Will Airline Pilot Shortage Cripple Second-Tier Markets?

airline industry still lacks diversity

Everyone loves to complain about air travel today. Cramped cabins. Added fees for everything. But what if there was no pilot to fly the plane? That’s the scenario the U.S. airline industry is facing—and, according to news reports, it will only worsen in the coming years.

The crisis has already landed at the regional airline level, according to Peter Gall, a former American Airlines pilot and now a professor at West Virginia University. Some regional carriers are already offering signing bonuses and higher pay to avoid schedule cutbacks that could significantly impact air travel—and the competitiveness of group offerings—in so-called second-tier cities.

Gall described the situation to CNN as “a perfect storm that could wreak havoc on the U.S. airline industry over the next decade.”

Over the past 30 years in the United States, the number of pilots has decreased by 30 percent, according to the Federal Aviation Administration. Many of these retirees were ex-Vietnam War pilots who reached mandatory retirement age, which is currently 65.

The Future of Flight

A 2016 Boeing study found that 42 percent of pilots currently flying for the major airlines in the United States will reach the age of 65 in the next 10 years.

Though pilot supply is dwindling, demand is lifting ever upward. The International Air Transport Association predicts it will double by the late 2030s. As a result, nearly 800,000 pilots will be needed—twice the number in the current workforce.

Why aren’t there more young pilots? After the terrorist attacks of Sept. 11, 2001, and during the 2008 financial crisis, the aviation industry suffered and airlines merged. As The Wall Street Journal recently noted, cockpit-crew jobs thinned and salaries shrank.

Gall says the overarching problem is that “the career of the airline pilot has lost its luster.”

More aspiring pilots today must pay for their own flight training, which can cost in the six figures. Previously, almost all pilots were trained in the military, but the increasing use of unmanned aerial vehicles is being blamed for reducing the need for military pilots.

“It became a lot harder to become a pilot,” Seth Kaplan, managing partner at Airline Weekly, told Marketplace. “You need a whole lot more hours of practice time, basically, so that’s more expensive.”

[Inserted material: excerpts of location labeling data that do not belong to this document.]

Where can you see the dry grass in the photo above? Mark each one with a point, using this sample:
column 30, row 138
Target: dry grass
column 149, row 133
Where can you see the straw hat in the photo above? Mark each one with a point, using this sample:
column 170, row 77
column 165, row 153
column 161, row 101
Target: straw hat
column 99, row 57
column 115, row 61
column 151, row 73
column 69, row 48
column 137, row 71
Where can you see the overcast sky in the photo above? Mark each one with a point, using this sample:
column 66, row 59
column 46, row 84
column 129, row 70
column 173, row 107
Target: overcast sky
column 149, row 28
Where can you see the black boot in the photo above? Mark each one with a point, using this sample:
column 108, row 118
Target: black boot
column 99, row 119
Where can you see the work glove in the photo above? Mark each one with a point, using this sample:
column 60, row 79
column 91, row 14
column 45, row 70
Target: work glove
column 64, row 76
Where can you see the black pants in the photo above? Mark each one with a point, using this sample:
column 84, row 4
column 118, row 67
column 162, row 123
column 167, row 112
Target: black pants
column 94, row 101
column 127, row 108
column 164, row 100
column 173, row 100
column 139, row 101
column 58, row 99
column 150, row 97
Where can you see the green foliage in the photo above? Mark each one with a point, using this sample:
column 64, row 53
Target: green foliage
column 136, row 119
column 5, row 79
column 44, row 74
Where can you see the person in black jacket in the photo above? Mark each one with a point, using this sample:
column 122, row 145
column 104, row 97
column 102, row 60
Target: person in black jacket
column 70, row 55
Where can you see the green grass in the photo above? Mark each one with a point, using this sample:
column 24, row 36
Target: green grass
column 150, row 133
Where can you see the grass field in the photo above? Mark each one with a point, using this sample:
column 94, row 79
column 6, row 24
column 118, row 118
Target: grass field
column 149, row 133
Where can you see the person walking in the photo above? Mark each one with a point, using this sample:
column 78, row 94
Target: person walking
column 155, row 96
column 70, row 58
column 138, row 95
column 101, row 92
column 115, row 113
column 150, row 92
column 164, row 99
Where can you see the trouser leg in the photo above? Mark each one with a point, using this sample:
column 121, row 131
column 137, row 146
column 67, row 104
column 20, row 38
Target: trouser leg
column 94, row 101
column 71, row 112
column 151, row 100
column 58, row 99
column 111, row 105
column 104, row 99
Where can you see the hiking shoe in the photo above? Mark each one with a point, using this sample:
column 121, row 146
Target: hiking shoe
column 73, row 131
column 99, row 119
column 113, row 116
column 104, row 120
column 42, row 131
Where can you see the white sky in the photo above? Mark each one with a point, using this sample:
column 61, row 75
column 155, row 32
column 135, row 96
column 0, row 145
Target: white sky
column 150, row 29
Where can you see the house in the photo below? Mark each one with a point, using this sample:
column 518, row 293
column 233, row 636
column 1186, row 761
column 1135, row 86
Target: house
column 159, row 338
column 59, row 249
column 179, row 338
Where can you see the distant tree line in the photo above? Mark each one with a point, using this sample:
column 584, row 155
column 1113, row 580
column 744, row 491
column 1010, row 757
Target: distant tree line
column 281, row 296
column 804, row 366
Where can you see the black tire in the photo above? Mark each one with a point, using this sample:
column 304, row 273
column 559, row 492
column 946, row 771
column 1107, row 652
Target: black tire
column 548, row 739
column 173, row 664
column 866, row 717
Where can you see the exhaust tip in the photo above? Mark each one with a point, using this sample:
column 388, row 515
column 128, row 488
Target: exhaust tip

Both airlines and airplane makers are working to address the issue. American Airlines, for instance, announced in April that it had formed American Airlines Cadet Academy to train new pilots, with schools in Phoenix; Pompano Beach, Florida; and Millington, Tennessee. Airplane manufacturers such as Airbus are incorporating technology in new aircraft designs that it says can safely reduce the number of personnel in the cockpit.